Perfumes, just like people, have different personalities. Some are soft and demure, while others are as intense as running with the bulls at Pamplona.
Lily of the Valley perfumes are very much on the softer side. We’re talking feminine, satin-pillow soft fragrances. They usually have an airy, light feel that’s best in spring and summer.
And whether you prefer sweeter, happier, fun-on-the-run perfume or you bring it like a classic 1940’s movie star, one of these three Lily of the Valley fragrances will be exactly what you’re looking for.
Be Delicious is just that – it’s a powdery-sweet, fruity floral with round, juicy green apple, and a touch of violet leaf in the top notes. Tuberose, lily, rose and more violets in the heart guide this sweet, powdery feel into a classic floral feel.

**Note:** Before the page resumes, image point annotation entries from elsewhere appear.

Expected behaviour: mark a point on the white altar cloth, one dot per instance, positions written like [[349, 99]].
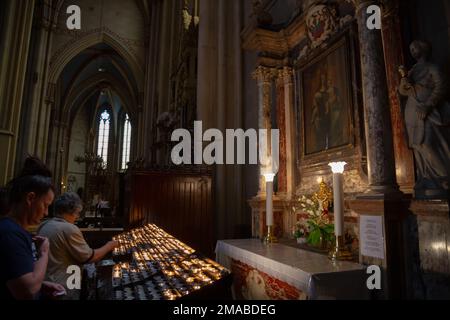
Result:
[[310, 272]]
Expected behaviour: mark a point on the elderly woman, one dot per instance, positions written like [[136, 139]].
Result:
[[67, 244]]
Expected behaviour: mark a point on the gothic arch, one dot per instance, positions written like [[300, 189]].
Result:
[[69, 51], [128, 100]]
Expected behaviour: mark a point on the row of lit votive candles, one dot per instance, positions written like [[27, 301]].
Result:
[[125, 247]]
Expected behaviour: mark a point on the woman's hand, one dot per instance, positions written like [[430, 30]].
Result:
[[52, 289], [42, 244]]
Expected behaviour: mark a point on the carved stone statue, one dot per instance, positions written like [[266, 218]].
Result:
[[427, 119]]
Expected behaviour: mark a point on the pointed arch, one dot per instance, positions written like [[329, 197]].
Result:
[[63, 56]]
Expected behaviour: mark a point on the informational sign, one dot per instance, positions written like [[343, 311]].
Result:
[[371, 236]]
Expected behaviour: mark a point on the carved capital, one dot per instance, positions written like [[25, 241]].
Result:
[[390, 8], [51, 92], [285, 76], [263, 74]]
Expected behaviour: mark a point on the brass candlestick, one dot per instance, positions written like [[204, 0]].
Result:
[[339, 252], [270, 237]]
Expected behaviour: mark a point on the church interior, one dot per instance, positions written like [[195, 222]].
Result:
[[111, 95]]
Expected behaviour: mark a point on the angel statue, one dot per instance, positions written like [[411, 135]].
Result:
[[427, 119]]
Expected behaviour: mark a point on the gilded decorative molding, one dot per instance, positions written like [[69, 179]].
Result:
[[321, 23], [284, 76]]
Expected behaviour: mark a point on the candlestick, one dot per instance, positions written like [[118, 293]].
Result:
[[338, 252], [269, 208]]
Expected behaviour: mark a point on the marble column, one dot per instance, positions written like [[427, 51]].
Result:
[[13, 61], [263, 76], [281, 121], [288, 77], [148, 100], [378, 128], [219, 104], [35, 122], [393, 52]]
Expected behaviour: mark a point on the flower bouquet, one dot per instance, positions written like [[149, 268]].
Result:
[[320, 229], [301, 232]]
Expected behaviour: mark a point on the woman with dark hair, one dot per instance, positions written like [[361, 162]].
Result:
[[68, 246], [24, 258]]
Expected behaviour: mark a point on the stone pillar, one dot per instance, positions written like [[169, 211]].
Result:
[[263, 75], [35, 127], [378, 129], [13, 59], [219, 104], [393, 53], [383, 197]]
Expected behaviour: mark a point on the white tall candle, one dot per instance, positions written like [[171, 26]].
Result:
[[269, 203], [338, 196]]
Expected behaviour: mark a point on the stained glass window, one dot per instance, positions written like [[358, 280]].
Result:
[[126, 143], [103, 137]]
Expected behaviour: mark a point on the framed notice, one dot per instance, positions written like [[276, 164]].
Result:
[[371, 236]]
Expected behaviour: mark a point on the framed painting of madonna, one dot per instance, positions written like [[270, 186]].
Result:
[[327, 103]]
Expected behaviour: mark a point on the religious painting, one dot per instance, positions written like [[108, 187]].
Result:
[[326, 101]]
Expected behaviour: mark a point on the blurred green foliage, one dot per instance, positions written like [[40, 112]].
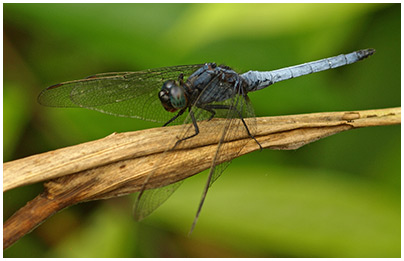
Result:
[[339, 197]]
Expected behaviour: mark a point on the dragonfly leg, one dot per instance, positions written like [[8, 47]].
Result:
[[191, 113], [212, 107]]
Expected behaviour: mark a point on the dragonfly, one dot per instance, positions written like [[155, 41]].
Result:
[[199, 91]]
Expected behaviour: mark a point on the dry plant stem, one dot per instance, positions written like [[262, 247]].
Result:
[[118, 164]]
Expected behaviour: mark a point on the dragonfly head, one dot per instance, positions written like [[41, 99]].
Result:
[[172, 96]]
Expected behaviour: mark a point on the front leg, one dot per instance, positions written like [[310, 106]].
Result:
[[191, 113], [175, 117]]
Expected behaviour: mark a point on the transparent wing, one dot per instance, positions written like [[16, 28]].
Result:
[[125, 94], [151, 199]]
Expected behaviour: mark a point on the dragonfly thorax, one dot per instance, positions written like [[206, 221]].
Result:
[[172, 96]]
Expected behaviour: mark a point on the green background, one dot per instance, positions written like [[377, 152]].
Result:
[[338, 197]]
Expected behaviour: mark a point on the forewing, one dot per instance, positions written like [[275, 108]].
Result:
[[125, 94]]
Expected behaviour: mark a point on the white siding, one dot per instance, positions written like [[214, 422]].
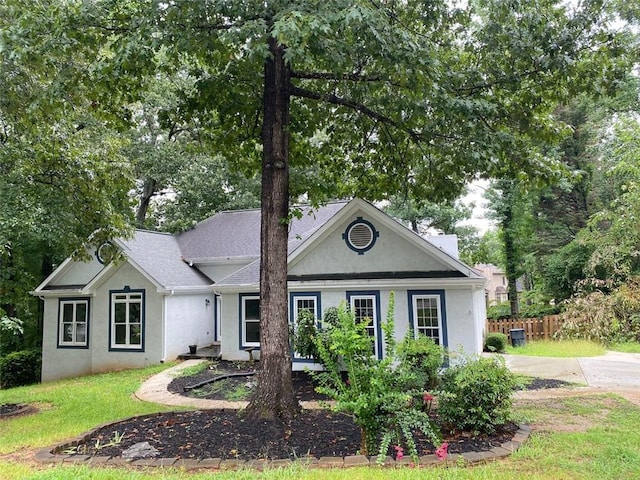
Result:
[[191, 322], [390, 253]]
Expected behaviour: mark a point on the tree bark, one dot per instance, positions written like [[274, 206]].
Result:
[[148, 190], [274, 397]]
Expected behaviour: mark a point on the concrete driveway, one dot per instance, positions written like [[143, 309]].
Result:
[[613, 370]]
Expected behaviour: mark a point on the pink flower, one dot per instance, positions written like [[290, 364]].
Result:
[[441, 451], [399, 452], [427, 397]]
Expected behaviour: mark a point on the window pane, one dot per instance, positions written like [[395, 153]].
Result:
[[81, 333], [81, 312], [67, 312], [308, 304], [136, 337], [67, 333], [120, 312], [134, 313], [252, 332], [251, 308], [121, 334]]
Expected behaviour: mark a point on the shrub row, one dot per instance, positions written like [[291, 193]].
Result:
[[20, 368]]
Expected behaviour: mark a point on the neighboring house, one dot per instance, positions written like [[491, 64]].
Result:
[[497, 284], [202, 286]]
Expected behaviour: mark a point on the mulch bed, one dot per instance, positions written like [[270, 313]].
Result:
[[226, 434], [10, 408]]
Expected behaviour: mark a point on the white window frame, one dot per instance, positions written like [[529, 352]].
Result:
[[127, 298], [295, 308], [74, 324], [372, 327], [244, 320], [427, 330]]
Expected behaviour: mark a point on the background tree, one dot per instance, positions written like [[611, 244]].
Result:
[[375, 95]]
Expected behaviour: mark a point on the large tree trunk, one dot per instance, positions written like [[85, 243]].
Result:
[[511, 256], [148, 190], [274, 397]]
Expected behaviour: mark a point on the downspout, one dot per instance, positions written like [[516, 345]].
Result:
[[164, 325]]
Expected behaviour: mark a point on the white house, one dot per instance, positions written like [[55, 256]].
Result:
[[202, 286]]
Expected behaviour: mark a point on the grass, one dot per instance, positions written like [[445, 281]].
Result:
[[626, 347], [555, 348], [192, 370], [601, 442]]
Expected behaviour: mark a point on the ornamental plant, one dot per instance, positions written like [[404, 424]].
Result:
[[475, 395], [304, 335], [378, 393]]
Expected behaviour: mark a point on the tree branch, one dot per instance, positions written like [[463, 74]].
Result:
[[354, 77], [333, 99]]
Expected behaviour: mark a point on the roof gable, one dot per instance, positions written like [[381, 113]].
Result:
[[234, 234], [397, 250]]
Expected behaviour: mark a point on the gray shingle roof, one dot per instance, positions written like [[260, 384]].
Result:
[[237, 233], [158, 254]]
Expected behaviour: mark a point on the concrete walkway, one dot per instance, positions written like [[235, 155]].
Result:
[[613, 372]]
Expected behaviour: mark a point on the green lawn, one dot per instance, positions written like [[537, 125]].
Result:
[[553, 348], [602, 443]]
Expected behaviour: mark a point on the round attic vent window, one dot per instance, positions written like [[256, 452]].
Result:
[[360, 235]]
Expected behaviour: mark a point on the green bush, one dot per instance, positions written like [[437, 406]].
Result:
[[20, 368], [422, 357], [476, 395], [305, 334], [379, 393], [495, 342]]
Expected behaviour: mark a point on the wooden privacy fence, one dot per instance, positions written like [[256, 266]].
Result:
[[534, 328]]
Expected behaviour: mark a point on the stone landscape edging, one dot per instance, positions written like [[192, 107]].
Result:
[[24, 409], [55, 455]]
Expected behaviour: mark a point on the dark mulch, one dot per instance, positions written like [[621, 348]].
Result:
[[222, 390], [228, 435], [10, 408]]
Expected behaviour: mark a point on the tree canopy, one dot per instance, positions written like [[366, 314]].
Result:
[[328, 98]]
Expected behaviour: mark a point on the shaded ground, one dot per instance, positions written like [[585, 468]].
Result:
[[239, 387], [10, 408], [227, 435]]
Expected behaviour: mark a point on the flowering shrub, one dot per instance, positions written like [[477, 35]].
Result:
[[379, 394], [442, 451], [304, 334]]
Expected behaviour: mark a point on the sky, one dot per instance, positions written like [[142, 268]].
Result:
[[476, 196]]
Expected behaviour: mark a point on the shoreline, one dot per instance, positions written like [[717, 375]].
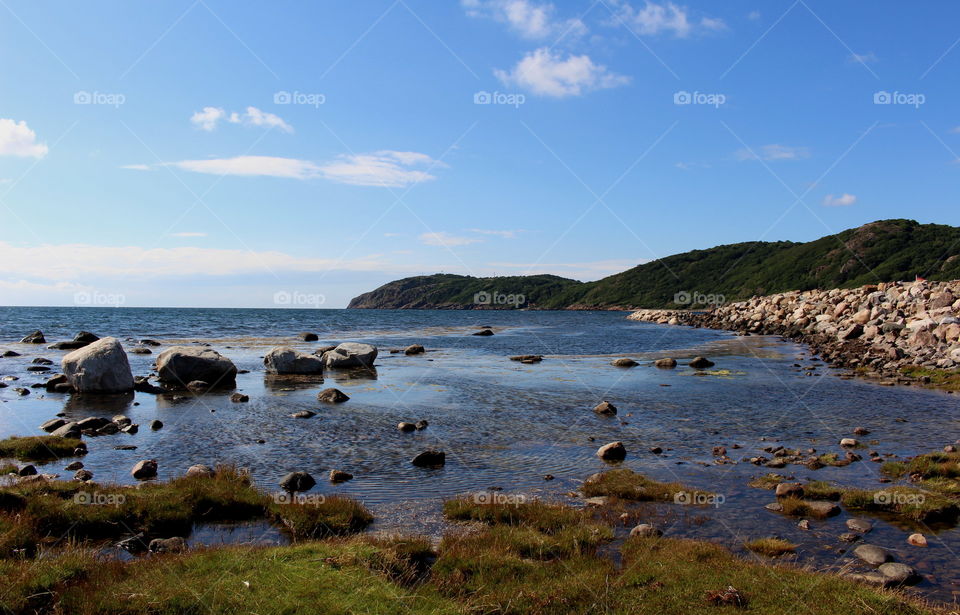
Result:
[[898, 333]]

Be Delicious ends by being as delicious as it was in the beginning, with amber and sandalwood sweetness. This scent is all about showing how lily fragrances can be jazzed up with sweeter notes for a fun, contemporary vibe.
Dolce and Gabbana’s Anthology Series, of which La Lune 18 is a part, has a cool backstory: each perfume’s inspiration comes from a Tarot card. (18 is the number of the Moon card in a Tarot deck.)
The scent is a bit on the darker side, with tuberose, iris and leather notes casting a vision of a moonlit lake on a cold night.
A fair amount of musk is present as well, to conjure the moon’s delicate hand of white light stretching across the water. La Lune showcases how lily notes work with other, heavier notes like iris and leather to add depth and mystery to a floral perfume.
The softness of the lily and musk against the tuberose also makes this a drowsy and dangerously hypnotic choice.
This is the lily fragrance for absolute white floral fans, and it’s unafraid to be as dramatic as possible. The inspiration for this scent is the suicide scene from the opera Madame Butterfly, so nothing’s being held back here.
White flowers flow up and around the opening notes of rhubarb and pepper, with the bright spice turned way down.
The gardenia, lily, jasmine, and carnation in the heart sing the entire libretto here, in stunning clarity. Big white floral scents are similar to operas like Madame Butterfly, actually – you either love them or you don’t.
But for fans of this style of emotional music and fragrance, sometimes only the biggest stages will suffice.